"Julie’s parents were part of the Jewish diaspora that fled Nazi Germany to settle in Britain. That almost genetic instinct for survival so often built on the unspoken memory, the unfilled desires are never far from Julie’s poetic work. The German word Sehnsucht literally translates as 'Longing', or 'Desire', and seems to be the very essence that drives her brushes to tell her pictorial stories with poignant depth and colour.

 

"Julie’s own survival is so connected to her lifetime of painting. When others were watching the 1966 World Cup, Julie was lying on the landing of her family home, drawing her first self-portrait with her first box of coloured wax crayons. It was that moment she recalls knowing that being a painter is all she ever wanted to be.

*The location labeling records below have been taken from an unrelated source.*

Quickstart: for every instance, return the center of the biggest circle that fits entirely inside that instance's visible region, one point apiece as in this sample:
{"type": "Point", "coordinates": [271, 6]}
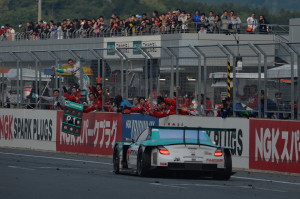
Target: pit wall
{"type": "Point", "coordinates": [271, 145]}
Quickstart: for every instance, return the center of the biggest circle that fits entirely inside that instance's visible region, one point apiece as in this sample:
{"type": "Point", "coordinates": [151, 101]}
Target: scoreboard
{"type": "Point", "coordinates": [72, 118]}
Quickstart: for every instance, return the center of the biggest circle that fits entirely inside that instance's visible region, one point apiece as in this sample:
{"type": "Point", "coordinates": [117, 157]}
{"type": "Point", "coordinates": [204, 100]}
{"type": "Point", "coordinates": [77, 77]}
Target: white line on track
{"type": "Point", "coordinates": [164, 185]}
{"type": "Point", "coordinates": [55, 158]}
{"type": "Point", "coordinates": [276, 190]}
{"type": "Point", "coordinates": [265, 180]}
{"type": "Point", "coordinates": [23, 168]}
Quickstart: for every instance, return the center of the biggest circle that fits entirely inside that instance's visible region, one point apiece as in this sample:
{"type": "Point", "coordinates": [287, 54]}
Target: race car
{"type": "Point", "coordinates": [174, 148]}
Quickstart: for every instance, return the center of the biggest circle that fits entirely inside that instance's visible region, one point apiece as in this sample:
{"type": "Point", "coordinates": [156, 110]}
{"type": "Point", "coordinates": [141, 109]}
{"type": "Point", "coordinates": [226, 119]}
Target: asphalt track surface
{"type": "Point", "coordinates": [34, 174]}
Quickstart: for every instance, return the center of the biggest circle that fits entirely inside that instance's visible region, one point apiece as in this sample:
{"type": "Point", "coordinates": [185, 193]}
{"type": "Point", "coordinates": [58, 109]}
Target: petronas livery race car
{"type": "Point", "coordinates": [174, 148]}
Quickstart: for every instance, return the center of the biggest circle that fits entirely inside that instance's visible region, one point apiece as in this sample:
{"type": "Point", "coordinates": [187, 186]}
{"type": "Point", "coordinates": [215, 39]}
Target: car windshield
{"type": "Point", "coordinates": [190, 134]}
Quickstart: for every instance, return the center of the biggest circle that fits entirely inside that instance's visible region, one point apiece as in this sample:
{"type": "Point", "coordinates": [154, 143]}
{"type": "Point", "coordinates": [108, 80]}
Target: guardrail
{"type": "Point", "coordinates": [143, 30]}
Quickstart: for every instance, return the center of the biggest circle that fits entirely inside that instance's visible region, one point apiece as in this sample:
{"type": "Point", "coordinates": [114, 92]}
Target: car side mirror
{"type": "Point", "coordinates": [129, 140]}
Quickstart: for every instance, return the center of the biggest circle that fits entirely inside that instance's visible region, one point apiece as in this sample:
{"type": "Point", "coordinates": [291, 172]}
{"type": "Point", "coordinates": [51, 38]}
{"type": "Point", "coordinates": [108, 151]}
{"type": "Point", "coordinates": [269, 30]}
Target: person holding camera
{"type": "Point", "coordinates": [57, 101]}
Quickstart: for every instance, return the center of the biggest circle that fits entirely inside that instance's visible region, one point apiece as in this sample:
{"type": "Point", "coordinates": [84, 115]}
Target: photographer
{"type": "Point", "coordinates": [5, 95]}
{"type": "Point", "coordinates": [57, 101]}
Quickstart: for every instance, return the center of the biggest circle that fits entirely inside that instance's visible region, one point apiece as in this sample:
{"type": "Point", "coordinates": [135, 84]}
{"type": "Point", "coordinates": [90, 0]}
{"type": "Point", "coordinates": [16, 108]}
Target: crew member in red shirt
{"type": "Point", "coordinates": [96, 104]}
{"type": "Point", "coordinates": [97, 91]}
{"type": "Point", "coordinates": [162, 110]}
{"type": "Point", "coordinates": [74, 97]}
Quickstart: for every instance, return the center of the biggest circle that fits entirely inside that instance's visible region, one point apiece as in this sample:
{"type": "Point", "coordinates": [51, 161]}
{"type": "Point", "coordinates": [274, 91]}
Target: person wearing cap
{"type": "Point", "coordinates": [95, 106]}
{"type": "Point", "coordinates": [10, 33]}
{"type": "Point", "coordinates": [57, 101]}
{"type": "Point", "coordinates": [75, 94]}
{"type": "Point", "coordinates": [2, 33]}
{"type": "Point", "coordinates": [196, 19]}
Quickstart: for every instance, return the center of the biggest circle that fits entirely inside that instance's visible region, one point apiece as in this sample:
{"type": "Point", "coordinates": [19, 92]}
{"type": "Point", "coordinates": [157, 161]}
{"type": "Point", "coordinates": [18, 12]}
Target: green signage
{"type": "Point", "coordinates": [72, 118]}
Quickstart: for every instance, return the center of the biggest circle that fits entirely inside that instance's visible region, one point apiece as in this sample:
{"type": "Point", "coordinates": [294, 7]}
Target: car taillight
{"type": "Point", "coordinates": [162, 150]}
{"type": "Point", "coordinates": [218, 153]}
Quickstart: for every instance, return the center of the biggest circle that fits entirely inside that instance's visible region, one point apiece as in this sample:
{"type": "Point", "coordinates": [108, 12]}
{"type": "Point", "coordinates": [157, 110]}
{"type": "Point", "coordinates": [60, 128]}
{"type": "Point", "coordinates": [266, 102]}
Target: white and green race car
{"type": "Point", "coordinates": [174, 148]}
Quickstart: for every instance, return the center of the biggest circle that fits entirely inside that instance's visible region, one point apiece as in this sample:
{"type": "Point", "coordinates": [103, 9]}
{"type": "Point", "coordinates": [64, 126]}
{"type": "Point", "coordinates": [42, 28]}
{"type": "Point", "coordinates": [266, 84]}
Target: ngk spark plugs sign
{"type": "Point", "coordinates": [99, 133]}
{"type": "Point", "coordinates": [275, 145]}
{"type": "Point", "coordinates": [28, 128]}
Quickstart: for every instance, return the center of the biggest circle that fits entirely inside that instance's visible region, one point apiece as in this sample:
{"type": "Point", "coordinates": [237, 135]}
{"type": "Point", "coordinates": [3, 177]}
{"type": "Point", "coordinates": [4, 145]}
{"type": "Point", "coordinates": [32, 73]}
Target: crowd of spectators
{"type": "Point", "coordinates": [170, 22]}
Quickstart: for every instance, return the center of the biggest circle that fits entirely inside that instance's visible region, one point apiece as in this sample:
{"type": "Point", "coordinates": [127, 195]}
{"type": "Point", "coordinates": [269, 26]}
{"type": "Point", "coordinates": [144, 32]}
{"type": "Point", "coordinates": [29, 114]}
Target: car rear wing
{"type": "Point", "coordinates": [221, 137]}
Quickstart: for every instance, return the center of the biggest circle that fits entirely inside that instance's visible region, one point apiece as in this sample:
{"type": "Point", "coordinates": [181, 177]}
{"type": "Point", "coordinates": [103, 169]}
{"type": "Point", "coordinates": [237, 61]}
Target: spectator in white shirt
{"type": "Point", "coordinates": [252, 23]}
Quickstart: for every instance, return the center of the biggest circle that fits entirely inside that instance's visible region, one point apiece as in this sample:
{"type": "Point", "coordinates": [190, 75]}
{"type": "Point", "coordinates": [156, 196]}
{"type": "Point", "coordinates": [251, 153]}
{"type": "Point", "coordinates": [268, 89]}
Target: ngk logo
{"type": "Point", "coordinates": [272, 144]}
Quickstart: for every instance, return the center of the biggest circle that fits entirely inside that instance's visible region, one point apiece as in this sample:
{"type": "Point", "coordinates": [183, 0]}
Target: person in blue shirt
{"type": "Point", "coordinates": [196, 19]}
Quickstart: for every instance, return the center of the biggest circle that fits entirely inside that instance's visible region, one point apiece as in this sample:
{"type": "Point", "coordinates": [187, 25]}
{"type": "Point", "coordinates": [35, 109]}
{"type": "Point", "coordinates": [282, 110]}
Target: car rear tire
{"type": "Point", "coordinates": [116, 160]}
{"type": "Point", "coordinates": [143, 162]}
{"type": "Point", "coordinates": [227, 172]}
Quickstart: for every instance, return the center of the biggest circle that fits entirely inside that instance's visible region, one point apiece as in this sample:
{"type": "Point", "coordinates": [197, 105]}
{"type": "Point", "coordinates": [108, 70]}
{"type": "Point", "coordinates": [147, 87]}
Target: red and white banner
{"type": "Point", "coordinates": [99, 133]}
{"type": "Point", "coordinates": [275, 145]}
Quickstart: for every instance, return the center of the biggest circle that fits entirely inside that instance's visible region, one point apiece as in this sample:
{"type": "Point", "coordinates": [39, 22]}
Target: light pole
{"type": "Point", "coordinates": [39, 10]}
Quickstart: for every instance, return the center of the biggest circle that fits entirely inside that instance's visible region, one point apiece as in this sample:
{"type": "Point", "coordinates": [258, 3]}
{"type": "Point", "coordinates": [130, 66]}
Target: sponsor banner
{"type": "Point", "coordinates": [275, 145]}
{"type": "Point", "coordinates": [24, 128]}
{"type": "Point", "coordinates": [72, 119]}
{"type": "Point", "coordinates": [135, 124]}
{"type": "Point", "coordinates": [99, 133]}
{"type": "Point", "coordinates": [240, 142]}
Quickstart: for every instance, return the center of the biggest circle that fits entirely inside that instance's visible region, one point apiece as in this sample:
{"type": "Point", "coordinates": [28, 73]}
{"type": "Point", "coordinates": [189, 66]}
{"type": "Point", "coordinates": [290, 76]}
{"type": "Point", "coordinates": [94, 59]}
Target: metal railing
{"type": "Point", "coordinates": [143, 30]}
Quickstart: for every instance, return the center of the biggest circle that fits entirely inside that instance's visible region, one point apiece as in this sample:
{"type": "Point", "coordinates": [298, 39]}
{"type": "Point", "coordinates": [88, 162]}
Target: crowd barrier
{"type": "Point", "coordinates": [271, 145]}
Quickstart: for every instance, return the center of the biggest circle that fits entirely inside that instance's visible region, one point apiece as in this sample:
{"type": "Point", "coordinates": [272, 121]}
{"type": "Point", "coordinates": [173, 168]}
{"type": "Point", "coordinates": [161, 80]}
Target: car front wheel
{"type": "Point", "coordinates": [116, 160]}
{"type": "Point", "coordinates": [143, 162]}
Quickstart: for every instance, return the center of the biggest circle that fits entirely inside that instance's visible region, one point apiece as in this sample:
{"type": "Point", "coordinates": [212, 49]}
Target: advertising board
{"type": "Point", "coordinates": [99, 133]}
{"type": "Point", "coordinates": [35, 129]}
{"type": "Point", "coordinates": [275, 145]}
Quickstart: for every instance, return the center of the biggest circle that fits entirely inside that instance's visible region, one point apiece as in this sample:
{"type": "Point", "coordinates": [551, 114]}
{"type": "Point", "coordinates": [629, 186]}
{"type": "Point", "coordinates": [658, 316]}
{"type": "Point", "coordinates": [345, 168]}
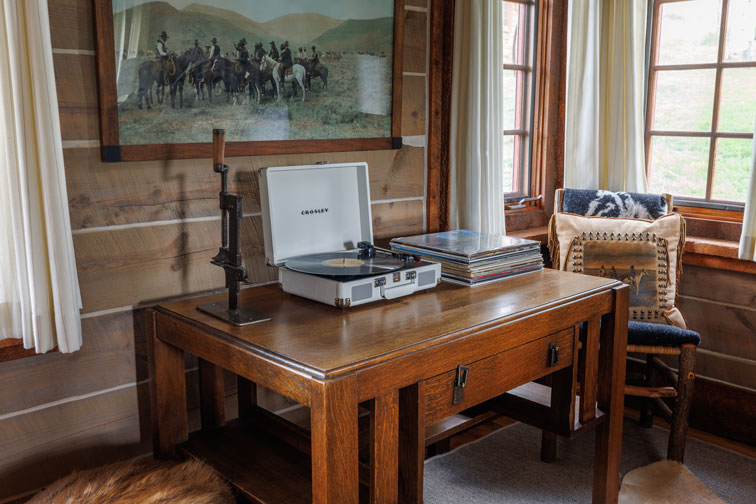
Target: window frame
{"type": "Point", "coordinates": [547, 137]}
{"type": "Point", "coordinates": [689, 206]}
{"type": "Point", "coordinates": [525, 83]}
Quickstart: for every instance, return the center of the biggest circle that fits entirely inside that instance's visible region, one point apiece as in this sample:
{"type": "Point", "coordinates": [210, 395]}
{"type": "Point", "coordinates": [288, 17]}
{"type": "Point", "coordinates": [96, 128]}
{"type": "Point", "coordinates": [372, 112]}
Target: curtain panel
{"type": "Point", "coordinates": [476, 151]}
{"type": "Point", "coordinates": [604, 103]}
{"type": "Point", "coordinates": [747, 248]}
{"type": "Point", "coordinates": [39, 291]}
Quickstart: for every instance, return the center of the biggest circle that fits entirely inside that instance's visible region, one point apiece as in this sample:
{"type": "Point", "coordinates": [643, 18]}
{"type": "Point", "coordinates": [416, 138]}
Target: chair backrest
{"type": "Point", "coordinates": [580, 201]}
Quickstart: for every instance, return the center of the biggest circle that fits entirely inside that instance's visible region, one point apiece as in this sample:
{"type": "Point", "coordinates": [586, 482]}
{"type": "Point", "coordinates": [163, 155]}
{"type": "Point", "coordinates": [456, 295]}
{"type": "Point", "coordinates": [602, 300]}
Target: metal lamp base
{"type": "Point", "coordinates": [240, 317]}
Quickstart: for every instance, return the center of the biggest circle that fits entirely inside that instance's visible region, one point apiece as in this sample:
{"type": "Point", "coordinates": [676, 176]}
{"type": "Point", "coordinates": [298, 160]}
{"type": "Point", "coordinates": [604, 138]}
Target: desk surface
{"type": "Point", "coordinates": [320, 338]}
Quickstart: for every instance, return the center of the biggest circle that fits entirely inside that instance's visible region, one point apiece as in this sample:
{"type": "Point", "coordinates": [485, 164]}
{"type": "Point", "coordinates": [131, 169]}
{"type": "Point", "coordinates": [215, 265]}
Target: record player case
{"type": "Point", "coordinates": [325, 208]}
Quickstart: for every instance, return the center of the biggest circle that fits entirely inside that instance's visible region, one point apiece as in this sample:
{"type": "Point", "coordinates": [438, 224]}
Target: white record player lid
{"type": "Point", "coordinates": [313, 209]}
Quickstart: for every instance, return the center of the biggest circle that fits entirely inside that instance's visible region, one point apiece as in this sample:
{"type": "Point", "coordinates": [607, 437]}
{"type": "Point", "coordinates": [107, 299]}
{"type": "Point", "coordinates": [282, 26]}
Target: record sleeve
{"type": "Point", "coordinates": [466, 244]}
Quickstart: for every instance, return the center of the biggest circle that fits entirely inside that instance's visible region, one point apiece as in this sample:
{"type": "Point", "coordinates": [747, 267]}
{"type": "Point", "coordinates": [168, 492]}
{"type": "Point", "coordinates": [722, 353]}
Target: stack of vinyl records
{"type": "Point", "coordinates": [472, 258]}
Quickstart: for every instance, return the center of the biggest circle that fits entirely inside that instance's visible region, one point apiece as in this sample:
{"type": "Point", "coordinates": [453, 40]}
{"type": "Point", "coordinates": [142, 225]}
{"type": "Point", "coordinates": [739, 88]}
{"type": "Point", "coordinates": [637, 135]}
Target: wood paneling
{"type": "Point", "coordinates": [104, 194]}
{"type": "Point", "coordinates": [40, 446]}
{"type": "Point", "coordinates": [415, 36]}
{"type": "Point", "coordinates": [719, 285]}
{"type": "Point", "coordinates": [71, 24]}
{"type": "Point", "coordinates": [76, 83]}
{"type": "Point", "coordinates": [107, 359]}
{"type": "Point", "coordinates": [725, 329]}
{"type": "Point", "coordinates": [142, 265]}
{"type": "Point", "coordinates": [400, 218]}
{"type": "Point", "coordinates": [413, 106]}
{"type": "Point", "coordinates": [726, 368]}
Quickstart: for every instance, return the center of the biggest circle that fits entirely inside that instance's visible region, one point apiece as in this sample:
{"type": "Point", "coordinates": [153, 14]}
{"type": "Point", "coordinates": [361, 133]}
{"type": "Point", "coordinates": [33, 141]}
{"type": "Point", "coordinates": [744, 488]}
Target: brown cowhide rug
{"type": "Point", "coordinates": [665, 482]}
{"type": "Point", "coordinates": [141, 481]}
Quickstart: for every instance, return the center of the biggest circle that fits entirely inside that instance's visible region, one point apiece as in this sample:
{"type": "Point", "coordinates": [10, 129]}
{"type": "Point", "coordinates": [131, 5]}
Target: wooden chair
{"type": "Point", "coordinates": [655, 340]}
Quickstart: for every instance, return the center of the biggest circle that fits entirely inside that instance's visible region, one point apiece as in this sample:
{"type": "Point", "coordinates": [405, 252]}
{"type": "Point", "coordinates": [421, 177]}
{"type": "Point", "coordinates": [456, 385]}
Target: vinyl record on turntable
{"type": "Point", "coordinates": [346, 263]}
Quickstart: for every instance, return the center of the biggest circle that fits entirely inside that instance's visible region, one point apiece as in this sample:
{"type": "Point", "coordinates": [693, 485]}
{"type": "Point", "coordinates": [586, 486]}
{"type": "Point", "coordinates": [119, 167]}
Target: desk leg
{"type": "Point", "coordinates": [333, 413]}
{"type": "Point", "coordinates": [411, 443]}
{"type": "Point", "coordinates": [611, 383]}
{"type": "Point", "coordinates": [169, 423]}
{"type": "Point", "coordinates": [384, 449]}
{"type": "Point", "coordinates": [212, 396]}
{"type": "Point", "coordinates": [246, 393]}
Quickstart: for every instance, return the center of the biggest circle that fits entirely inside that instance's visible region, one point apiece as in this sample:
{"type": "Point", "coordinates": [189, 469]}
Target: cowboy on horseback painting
{"type": "Point", "coordinates": [248, 67]}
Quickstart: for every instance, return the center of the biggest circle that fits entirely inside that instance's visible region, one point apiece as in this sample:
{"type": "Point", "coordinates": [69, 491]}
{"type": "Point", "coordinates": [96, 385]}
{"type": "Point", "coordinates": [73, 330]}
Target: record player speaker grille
{"type": "Point", "coordinates": [426, 278]}
{"type": "Point", "coordinates": [360, 292]}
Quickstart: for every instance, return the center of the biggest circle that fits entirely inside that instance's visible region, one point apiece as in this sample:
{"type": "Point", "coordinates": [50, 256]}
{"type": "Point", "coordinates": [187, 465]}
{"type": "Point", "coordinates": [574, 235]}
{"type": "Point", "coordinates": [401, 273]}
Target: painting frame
{"type": "Point", "coordinates": [113, 151]}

It was eight years later accompanying her much loved parents to an Edvard Munch show at The Hayward Gallery that Julie began to fully realise that paintings could convey feelings more powerfully than words, with a drama that great music aspires to. These then rarely seen works communicated with a forceful voice tearing at Julie's own teenage feelings about her mother who was tragically disappearing into illness. Munch’s works with their series of interlocking shapes and colours spoke to his philosophy 'I do not paint what I see but what I saw. 

 

"Drawing is central to her practise. Drawing directly from observation both for its own sake and in order to collect information for paintings and then drawing from memories too: 'Nature is not only all that is visible to the eye… it also includes the inner picture of the soul' (Munch).

 

"Julie's profound happiness in painting is so very alive in this small colour bursting collection of her work. It is her artist's understanding of her role as the ever present outsider looking in, finding the entry points through many different interlocking layers, in order to reveal the whole picture. These pictures read like poems scan. I am reminded of the accentual metre of T.S. Elliot’s The Waste Land 'Memory and desire, stirring / Dull roots with spring rain. / Winter kept us warm, covering / Earth in forgetful snow, feeding / A little life with dried tubers.'

 

"'Gardens, trees, plants,' says Julie, 'embody and reflect elements that mirror ourselves as human beings: roots, mythologies, diversity, mutability, and connections. Thus presenting endless possibilities to examine and capture in their representation.'

 

"Julie draws her inspiration from Titian, Rembrandt, Bonnard, Matisse and, of course, Munch. A colourist, an expressionist, a symbolist, all of those for sure; but most of all a 'Julie Heldist' which she might describe as 'beauty, magic, sehnsucht', and one of her favourites words, 'stuff'."